4.3.4 Best Subsets regression results for Seylan Bank
For the Seylan Bank, Best subsets results suggested the model with the predictor variables MI, IR, DPS and LR is the most ideal one among the other selected models, which is consisted of a CP value almost similar to the number of parameters, and has the highest adjusted R-squared value of 88.4 % and the least standard deviation of 8.1138.
In both cases, best subsets results have selected the model consisted with variables money supply (M1) and lending rates (LR) as the most ideal statistical model for two banks.

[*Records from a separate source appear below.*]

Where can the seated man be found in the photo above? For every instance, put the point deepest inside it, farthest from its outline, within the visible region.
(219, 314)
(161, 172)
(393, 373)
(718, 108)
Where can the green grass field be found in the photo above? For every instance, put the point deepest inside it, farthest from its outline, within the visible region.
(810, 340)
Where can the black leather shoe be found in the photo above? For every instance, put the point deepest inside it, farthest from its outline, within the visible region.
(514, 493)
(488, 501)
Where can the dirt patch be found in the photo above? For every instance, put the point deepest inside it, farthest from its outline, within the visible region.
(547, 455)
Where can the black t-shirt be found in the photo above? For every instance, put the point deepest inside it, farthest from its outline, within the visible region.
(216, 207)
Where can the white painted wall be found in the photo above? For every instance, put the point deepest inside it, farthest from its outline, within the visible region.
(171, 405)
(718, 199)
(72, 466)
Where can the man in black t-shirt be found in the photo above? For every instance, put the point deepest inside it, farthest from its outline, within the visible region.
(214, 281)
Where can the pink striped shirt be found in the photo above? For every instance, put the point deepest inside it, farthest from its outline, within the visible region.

The utmost goal of this research session was to find out the factors affecting the share prices of two banks and a descriptive statistical study on the performance of the two banks using the main performance indicators and also finding the best linear model for the two banks, considering share price as the most important performance measure. For this study secondary data has been employed during the period of 2007-2016 courtesy of Central Bank Sri Lanka and Colombo Stock Exchange. Descriptive statistical study suggests that the Hatton National bank has the better performance comparing to the Seylan Bank throughout the period 2007-2016. Though HNB has a higher share price movement but still it is volatile comparing to the Seylan Bank. In other words Seylan Bank indicates more deterministic share price movement than the HNB. The major reason behind the downfall of the Seylan Bank share price movement is that in 2008 it is participated by the unfolding drama with the Golden Key Credit Card Company which has nothing to do with the global financial crisis. Due to the efforts pulled by the new management, Seylan bank was able to maintain a steady growth rate of share price movement thereafter. Stepwise regression results suggested that the Money Supply (M1) and the Bank Lending Rates (LR) are the key factors which influence the share price movement of the two banks. Furthermore the researcher carried out the best subset regression method for analyzing the factors again and found out that the results are identical.